Сначала я почему-то подумала, что он собирается засмеяться. Даже когда его лицо исказилось и налилось алым цветом, я подумала, что жар, исходящий от него, должно быть, каким-то образом объясняется отражением света от монитора. Даже когда он воздел в воздух правое колено, я была уверена, что он собирается шлепнуть себя по бедру и разразиться смехом. И даже когда он этого не сделал, даже когда вместо этого резко опустил ногу, с такой силой, что его пятка ударила в пол, подобно камню, упавшему с обрыва, – даже тогда я не осознала, что он зол. На долю секунды мне показалось, что пол просто прогнулся. А потом сломался с громоподобным треском, расщепленные половицы вздыбились под ковровым покрытием. Пятка, щиколотка, голень, колено – все провалилось вниз. Теперь он стоял, согнув одну ногу, а вторая погрузилась в разбитый пол. Он дернул за застрявшую ногу обеими руками, но не смог освободить ее.

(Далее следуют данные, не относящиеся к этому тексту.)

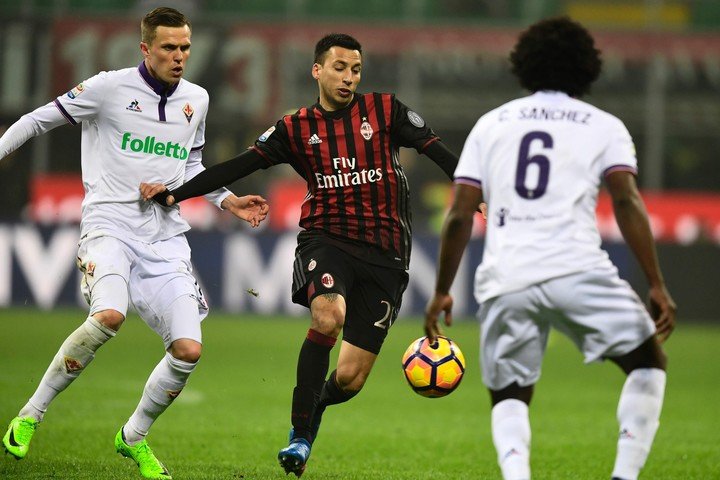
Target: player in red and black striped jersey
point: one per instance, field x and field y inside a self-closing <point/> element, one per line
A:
<point x="354" y="248"/>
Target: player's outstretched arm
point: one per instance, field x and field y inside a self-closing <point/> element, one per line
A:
<point x="220" y="175"/>
<point x="251" y="208"/>
<point x="455" y="236"/>
<point x="634" y="225"/>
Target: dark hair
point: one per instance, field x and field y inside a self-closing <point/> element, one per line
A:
<point x="556" y="54"/>
<point x="161" y="17"/>
<point x="335" y="40"/>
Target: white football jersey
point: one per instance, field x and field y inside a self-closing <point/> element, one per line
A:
<point x="539" y="161"/>
<point x="135" y="130"/>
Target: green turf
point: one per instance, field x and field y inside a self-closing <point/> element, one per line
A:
<point x="234" y="415"/>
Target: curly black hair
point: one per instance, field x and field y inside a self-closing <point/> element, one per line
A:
<point x="334" y="40"/>
<point x="556" y="54"/>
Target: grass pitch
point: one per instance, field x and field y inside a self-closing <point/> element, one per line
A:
<point x="233" y="416"/>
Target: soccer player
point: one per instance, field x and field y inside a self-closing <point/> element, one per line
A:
<point x="354" y="247"/>
<point x="538" y="162"/>
<point x="139" y="124"/>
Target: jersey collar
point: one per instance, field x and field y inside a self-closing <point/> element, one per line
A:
<point x="157" y="86"/>
<point x="337" y="113"/>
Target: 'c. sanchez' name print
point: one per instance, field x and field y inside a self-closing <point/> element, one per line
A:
<point x="551" y="114"/>
<point x="347" y="178"/>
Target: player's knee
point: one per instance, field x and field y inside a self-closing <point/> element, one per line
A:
<point x="350" y="379"/>
<point x="186" y="350"/>
<point x="110" y="318"/>
<point x="328" y="317"/>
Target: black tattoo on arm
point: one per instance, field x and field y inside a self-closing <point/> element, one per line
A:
<point x="330" y="297"/>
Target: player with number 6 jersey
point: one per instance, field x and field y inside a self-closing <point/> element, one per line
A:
<point x="538" y="162"/>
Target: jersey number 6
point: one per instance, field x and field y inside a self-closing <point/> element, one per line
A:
<point x="524" y="162"/>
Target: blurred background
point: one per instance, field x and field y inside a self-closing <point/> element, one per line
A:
<point x="447" y="59"/>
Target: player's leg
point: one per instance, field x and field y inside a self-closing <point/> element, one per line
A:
<point x="639" y="407"/>
<point x="512" y="342"/>
<point x="373" y="306"/>
<point x="104" y="265"/>
<point x="169" y="301"/>
<point x="328" y="314"/>
<point x="321" y="275"/>
<point x="606" y="319"/>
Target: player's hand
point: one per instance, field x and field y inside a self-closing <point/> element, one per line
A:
<point x="662" y="309"/>
<point x="483" y="209"/>
<point x="251" y="208"/>
<point x="441" y="302"/>
<point x="157" y="192"/>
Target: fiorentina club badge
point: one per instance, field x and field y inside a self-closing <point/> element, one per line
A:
<point x="188" y="111"/>
<point x="366" y="129"/>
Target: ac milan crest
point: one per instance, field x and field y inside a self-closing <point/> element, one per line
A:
<point x="366" y="129"/>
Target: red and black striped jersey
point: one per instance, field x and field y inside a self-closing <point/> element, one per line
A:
<point x="357" y="190"/>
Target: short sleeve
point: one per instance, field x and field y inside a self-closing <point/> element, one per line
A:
<point x="408" y="128"/>
<point x="468" y="169"/>
<point x="620" y="152"/>
<point x="274" y="144"/>
<point x="83" y="102"/>
<point x="199" y="141"/>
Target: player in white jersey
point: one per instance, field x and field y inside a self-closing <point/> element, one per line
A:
<point x="538" y="162"/>
<point x="138" y="124"/>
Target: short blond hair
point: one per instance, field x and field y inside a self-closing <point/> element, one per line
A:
<point x="161" y="17"/>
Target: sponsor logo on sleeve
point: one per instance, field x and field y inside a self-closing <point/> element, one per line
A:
<point x="266" y="135"/>
<point x="327" y="280"/>
<point x="134" y="106"/>
<point x="76" y="91"/>
<point x="416" y="119"/>
<point x="188" y="111"/>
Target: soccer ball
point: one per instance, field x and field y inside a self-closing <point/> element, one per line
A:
<point x="433" y="370"/>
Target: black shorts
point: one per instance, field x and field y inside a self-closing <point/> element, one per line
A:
<point x="372" y="293"/>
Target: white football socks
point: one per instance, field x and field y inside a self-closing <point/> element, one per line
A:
<point x="638" y="414"/>
<point x="511" y="436"/>
<point x="74" y="355"/>
<point x="164" y="385"/>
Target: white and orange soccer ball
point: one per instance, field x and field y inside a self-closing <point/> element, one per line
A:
<point x="433" y="370"/>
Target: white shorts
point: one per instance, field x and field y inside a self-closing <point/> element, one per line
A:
<point x="155" y="274"/>
<point x="597" y="310"/>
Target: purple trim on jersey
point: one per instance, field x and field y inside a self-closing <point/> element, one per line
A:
<point x="468" y="181"/>
<point x="158" y="87"/>
<point x="64" y="113"/>
<point x="619" y="168"/>
<point x="161" y="108"/>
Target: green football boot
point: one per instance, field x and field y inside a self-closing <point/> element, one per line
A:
<point x="150" y="466"/>
<point x="20" y="432"/>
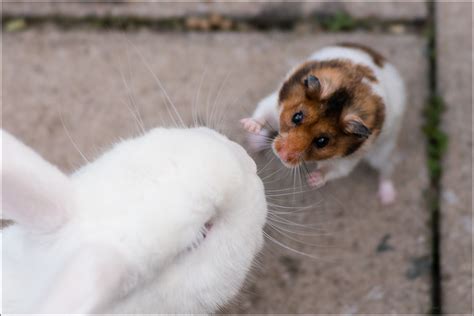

Только тогда я осознала, что он в гневе.
Я никогда не смогу забыть и развидеть то, что он сделал после этого. Время катится вперед, но моя память, словно исцарапанная пластинка, бросает меня обратно, обратно, обратно к этому мгновению. Я всегда чувствую так, словно меня тянет в противоположные стороны, растягивает, словно жвачку – один конец вперед, другой назад. Есть так много способов разорваться пополам.
Его нога не желает освобождаться, и в приступе дикой ярости он хватает правой рукой свою левую ступню и разрывает себя надвое, словно кусок бумаги.
Вот только это вовсе не бумага. Сначала он похож на костюм на «молнии», расстегивающийся снизу вверх с безумными звуками: треск ломающихся костей, странные щелчки, как будто кто-то хрустит костяшками пальцев, чавкающие звуки, точно кто-то идет в сапогах по грязи. Я не могу осознать это, даже видя, как это происходит. «Он делится», – думаю я. «Делится и преодолевает», – думаю я. Он делится, словно клетка; это что-то вроде самовоспроизведения.